Like celine dion was a priority for canadian not classical music of taste, they really **** me off , these record store.Once i order a cd at hmv and they did get it like 5 yrs later and call me and i was like wtf
5 yrs or you kidding me i allready bought it elsewhere forget it.

Why is distribution so long, they pass an ordering trought internet for christ sake ???
Can someone explain me why, also is celine dion better than classical music i honnestly doupt it.
Dont forget another thing people into (mc Donald type of pop) they cheat and burn the cd on internet trought torrents.While people like me buy the records at the store full price .

So should celine dion fan pass before me , because its the mass and they are more important than me?


----------



## PetrB (Feb 28, 2012)

The era of the large brick and mortar real CD store is gone. I imagine if you have a CD store, it is relatively small, or a department in a corporate chain store, a box store, etc. Most of what is carried in these is the largest common-denominator pop music. I would bet even getting a CD of a relatively alternate pop band might take nearly as long as you experienced. If these stores have any classical, it is either a very few standards, or worse, those collections of 'relaxing classical hits.'

You are going to want to go to any of the few large, on-line services, where you order and the CD is in your hands within a few days to two weeks, not one month or longer. Amazon, of course... when you look something up it informs you directly if it is in stock so you know if it is readily available or not, and they are so much more likely to have near all recordings available than any small local store.

Best of luck.


----------



## Bulldog (Nov 21, 2013)

You're simply in the minority, so am I and most others on the board. Just live with this fact; it's easy to do.


----------



## MoonlightSonata (Mar 29, 2014)

Yesterday I was surprised and delighted to find not just one but about 10 copies of a recording of Adès' _Powder Her Face_, an especially unexpected find as it was in a supermarket.

It seems to be an anomaly though.


----------



## ahammel (Oct 10, 2012)

deprofundis said:


> How come when your looking for an obscure composer they never have it in stock, store like hmv.

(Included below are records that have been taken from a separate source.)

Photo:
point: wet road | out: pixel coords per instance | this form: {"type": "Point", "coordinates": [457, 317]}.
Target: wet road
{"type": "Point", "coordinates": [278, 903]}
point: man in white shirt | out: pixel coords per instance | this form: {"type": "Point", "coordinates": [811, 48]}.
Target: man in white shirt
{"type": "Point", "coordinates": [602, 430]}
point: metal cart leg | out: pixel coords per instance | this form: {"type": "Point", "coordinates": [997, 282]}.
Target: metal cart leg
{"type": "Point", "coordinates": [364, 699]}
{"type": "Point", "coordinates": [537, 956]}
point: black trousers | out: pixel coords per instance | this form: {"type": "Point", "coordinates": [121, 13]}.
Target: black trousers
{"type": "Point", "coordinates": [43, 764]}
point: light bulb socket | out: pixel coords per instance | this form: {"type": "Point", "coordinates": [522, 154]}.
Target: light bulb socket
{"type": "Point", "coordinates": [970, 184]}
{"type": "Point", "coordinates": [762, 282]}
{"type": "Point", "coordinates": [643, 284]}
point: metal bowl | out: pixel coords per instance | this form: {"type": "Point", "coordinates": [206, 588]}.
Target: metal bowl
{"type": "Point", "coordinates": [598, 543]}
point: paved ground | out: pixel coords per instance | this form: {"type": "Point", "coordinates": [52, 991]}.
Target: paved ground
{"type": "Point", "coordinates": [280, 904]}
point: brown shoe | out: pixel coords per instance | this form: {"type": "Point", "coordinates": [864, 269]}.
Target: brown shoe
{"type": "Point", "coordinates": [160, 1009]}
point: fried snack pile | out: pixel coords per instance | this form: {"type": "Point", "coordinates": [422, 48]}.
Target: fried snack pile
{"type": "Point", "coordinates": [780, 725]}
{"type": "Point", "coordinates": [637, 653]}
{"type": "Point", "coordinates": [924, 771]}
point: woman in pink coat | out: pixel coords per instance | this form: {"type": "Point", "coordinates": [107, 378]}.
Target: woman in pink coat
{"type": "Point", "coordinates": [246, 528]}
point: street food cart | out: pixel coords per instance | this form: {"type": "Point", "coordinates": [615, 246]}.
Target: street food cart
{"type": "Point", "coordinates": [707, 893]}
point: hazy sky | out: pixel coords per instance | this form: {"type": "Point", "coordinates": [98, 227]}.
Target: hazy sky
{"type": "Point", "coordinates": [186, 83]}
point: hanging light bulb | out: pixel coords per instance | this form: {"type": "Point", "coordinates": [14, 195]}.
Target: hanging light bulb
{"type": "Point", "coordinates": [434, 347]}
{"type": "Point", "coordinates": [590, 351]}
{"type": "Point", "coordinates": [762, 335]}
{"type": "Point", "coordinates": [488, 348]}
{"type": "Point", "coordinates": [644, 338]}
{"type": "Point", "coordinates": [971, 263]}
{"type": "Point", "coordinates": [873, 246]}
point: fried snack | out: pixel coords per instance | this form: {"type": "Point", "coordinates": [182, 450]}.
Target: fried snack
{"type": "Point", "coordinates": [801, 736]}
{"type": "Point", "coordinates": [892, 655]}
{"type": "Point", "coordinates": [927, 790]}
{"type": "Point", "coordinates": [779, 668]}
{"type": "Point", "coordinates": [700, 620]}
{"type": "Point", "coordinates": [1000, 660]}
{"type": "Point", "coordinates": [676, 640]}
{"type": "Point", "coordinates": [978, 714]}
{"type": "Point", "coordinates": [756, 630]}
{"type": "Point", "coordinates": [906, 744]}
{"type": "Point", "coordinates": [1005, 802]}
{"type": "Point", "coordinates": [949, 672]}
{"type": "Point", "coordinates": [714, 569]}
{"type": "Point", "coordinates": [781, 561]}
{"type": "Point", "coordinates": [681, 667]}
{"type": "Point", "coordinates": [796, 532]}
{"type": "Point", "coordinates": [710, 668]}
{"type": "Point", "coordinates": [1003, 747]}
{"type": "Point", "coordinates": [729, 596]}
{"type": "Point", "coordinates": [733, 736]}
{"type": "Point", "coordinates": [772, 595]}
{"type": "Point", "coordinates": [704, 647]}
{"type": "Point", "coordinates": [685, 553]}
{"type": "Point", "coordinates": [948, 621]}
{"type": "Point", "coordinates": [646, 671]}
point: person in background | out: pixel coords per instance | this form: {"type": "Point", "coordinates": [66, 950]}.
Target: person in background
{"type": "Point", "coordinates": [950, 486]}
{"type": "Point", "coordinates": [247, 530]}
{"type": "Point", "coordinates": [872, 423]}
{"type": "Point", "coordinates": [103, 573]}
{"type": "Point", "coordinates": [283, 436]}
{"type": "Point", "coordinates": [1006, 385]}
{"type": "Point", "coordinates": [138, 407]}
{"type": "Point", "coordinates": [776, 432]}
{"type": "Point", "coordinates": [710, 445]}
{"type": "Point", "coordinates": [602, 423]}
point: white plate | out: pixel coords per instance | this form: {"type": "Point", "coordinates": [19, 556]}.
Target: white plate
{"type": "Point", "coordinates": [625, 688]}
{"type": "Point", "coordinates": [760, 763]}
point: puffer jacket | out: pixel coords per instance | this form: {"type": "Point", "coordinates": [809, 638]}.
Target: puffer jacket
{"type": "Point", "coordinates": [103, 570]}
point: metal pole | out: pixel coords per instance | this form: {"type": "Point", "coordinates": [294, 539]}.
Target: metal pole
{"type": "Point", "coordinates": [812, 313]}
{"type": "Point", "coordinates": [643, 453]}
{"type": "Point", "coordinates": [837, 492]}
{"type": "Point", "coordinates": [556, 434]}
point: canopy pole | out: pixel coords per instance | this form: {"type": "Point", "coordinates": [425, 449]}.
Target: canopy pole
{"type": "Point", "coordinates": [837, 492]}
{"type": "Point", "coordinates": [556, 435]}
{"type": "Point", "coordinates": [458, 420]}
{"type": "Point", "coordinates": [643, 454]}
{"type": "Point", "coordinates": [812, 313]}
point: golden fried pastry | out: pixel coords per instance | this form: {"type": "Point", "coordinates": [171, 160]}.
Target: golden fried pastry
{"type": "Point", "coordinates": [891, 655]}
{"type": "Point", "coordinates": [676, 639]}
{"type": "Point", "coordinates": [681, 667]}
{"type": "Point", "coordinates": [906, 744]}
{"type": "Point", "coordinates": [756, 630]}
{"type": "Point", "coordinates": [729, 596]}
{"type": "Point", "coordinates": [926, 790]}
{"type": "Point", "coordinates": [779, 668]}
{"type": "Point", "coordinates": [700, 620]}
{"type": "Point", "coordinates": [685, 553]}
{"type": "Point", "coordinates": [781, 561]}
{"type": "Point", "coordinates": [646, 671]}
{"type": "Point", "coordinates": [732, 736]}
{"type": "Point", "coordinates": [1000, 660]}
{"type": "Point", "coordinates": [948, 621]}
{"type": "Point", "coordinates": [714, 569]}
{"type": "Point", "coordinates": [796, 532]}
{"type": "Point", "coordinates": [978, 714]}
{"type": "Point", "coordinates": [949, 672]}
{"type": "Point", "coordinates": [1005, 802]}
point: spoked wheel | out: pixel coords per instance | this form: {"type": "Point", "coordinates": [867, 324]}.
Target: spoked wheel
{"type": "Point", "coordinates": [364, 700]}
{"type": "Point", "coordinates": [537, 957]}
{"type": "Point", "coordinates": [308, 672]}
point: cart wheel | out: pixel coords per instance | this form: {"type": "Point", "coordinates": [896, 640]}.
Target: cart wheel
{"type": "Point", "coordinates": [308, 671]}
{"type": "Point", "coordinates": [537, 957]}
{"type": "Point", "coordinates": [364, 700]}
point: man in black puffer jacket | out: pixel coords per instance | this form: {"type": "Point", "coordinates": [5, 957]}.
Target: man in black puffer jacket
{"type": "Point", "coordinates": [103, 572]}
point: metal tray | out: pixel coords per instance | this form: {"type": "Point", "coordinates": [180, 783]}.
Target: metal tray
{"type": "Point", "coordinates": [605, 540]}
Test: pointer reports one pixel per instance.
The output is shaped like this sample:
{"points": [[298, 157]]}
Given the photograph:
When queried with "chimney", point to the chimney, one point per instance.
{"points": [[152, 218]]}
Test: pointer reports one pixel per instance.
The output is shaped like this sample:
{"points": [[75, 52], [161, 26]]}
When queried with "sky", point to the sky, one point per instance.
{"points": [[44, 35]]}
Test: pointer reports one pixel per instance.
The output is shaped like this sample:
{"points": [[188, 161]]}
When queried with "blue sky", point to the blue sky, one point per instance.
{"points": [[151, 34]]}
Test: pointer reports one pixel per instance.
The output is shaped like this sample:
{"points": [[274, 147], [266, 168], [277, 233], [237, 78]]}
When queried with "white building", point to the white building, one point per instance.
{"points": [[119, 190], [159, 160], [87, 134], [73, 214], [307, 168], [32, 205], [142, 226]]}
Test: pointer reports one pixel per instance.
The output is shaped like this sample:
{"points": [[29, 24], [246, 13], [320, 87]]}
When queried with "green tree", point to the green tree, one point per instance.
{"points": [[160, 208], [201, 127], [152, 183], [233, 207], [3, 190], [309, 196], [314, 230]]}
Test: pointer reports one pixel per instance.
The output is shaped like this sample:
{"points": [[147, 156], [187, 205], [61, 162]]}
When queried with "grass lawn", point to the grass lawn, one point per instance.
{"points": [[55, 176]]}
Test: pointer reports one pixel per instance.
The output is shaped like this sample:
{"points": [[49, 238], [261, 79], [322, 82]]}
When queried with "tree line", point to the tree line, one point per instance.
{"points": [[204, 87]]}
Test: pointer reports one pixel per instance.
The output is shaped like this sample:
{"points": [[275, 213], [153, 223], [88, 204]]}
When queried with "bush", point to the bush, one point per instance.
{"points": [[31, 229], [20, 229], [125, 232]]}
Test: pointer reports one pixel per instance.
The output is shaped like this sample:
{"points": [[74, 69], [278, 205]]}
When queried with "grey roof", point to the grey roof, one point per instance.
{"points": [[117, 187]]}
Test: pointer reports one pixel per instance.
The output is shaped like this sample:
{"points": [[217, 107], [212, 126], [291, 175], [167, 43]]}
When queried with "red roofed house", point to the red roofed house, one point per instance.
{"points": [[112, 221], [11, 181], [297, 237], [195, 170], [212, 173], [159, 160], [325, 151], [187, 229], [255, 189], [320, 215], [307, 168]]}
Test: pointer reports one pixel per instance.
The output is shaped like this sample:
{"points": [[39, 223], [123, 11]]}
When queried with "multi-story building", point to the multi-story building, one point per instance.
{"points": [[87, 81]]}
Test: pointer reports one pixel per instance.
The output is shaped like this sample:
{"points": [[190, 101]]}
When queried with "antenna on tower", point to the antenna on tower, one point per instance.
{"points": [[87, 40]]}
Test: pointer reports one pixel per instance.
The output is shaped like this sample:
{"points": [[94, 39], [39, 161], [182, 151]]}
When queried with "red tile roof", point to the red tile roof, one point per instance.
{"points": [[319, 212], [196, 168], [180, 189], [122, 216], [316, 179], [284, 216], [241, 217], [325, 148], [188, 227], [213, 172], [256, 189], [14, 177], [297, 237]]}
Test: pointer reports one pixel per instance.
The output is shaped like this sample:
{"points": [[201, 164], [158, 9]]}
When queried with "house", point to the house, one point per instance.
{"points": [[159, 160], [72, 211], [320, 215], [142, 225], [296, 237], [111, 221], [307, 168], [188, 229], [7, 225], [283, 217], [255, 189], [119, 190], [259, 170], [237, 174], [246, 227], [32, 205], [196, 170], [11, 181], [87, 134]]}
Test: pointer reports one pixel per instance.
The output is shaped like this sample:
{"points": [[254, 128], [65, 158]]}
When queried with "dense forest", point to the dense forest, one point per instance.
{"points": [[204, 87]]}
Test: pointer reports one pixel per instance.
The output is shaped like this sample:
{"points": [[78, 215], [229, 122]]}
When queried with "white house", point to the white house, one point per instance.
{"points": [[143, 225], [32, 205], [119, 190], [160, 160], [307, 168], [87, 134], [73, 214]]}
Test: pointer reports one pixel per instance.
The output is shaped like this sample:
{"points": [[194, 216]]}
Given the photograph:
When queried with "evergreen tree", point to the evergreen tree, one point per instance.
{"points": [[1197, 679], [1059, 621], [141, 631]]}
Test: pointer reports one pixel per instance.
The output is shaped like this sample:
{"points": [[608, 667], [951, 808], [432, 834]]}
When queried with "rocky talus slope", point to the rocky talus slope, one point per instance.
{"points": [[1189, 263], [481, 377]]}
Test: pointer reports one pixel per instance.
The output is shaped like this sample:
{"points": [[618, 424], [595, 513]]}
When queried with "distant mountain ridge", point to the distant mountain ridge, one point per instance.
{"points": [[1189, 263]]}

You're ahead of me. I can't even find the record store!


----------



## Guest (Jan 27, 2015)

Corner of E. Burnside and 30th, ahammel.

But the classical section is shrinking even as we speak.

And the guy running it doesn't particularly like contemporary music.


----------



## DiesIraeCX (Jul 21, 2014)

The Brick and mortar store, living in Houston, I'm lucky to have Joel's Classical Shop. A physical classical-only CD store. I'm even luckier to work only a couple of miles away! 

I hope they never close down.


----------



## Fagotterdammerung (Jan 15, 2015)

There's a dedicated classical music record store here. They don't have a lot of pop classical such as you describe... but I can't say I'm ever in there with any regularity!  The days of those places ended ten years ago.


----------



## SimonNZ (Jul 12, 2012)

MoonlightSonata said:


> Yesterday I was surprised and delighted to find not just one but about 10 copies of a recording of Adès' _Powder Her Face_, an especially unexpected find as it was in a supermarket.
> 
> It seems to be an anomaly though.


From your local branch of The Warehouse, right? That's where I got mine. They occasionally pick up some cheap Universal or Warners overstocks or remainders via Australia, and mixed in with the Best Of stuff there are, rarely, some bargains like that.

Whether your local store has contemporary classical may depend on distribution problems for your country or area as much as ignorance or apathy. If there's no local agent and the shop has to order directly from the label then costs may be prohibitive, especially compared to good old altruists Amazon, who will have screwed the label down to the point where the label will be making damn near a loss on every disc sold.

But then if the label doesn't have sales reps, or isn't affiliated with a group of labels using the same reps, then the store may never be made aware of the product, nor have the case made for stocking it (which in turn is also unlikely as the sales rep is unlikely to know much about this area, or consider it their highest priority if they also have more popular labels or artists to push for their commission).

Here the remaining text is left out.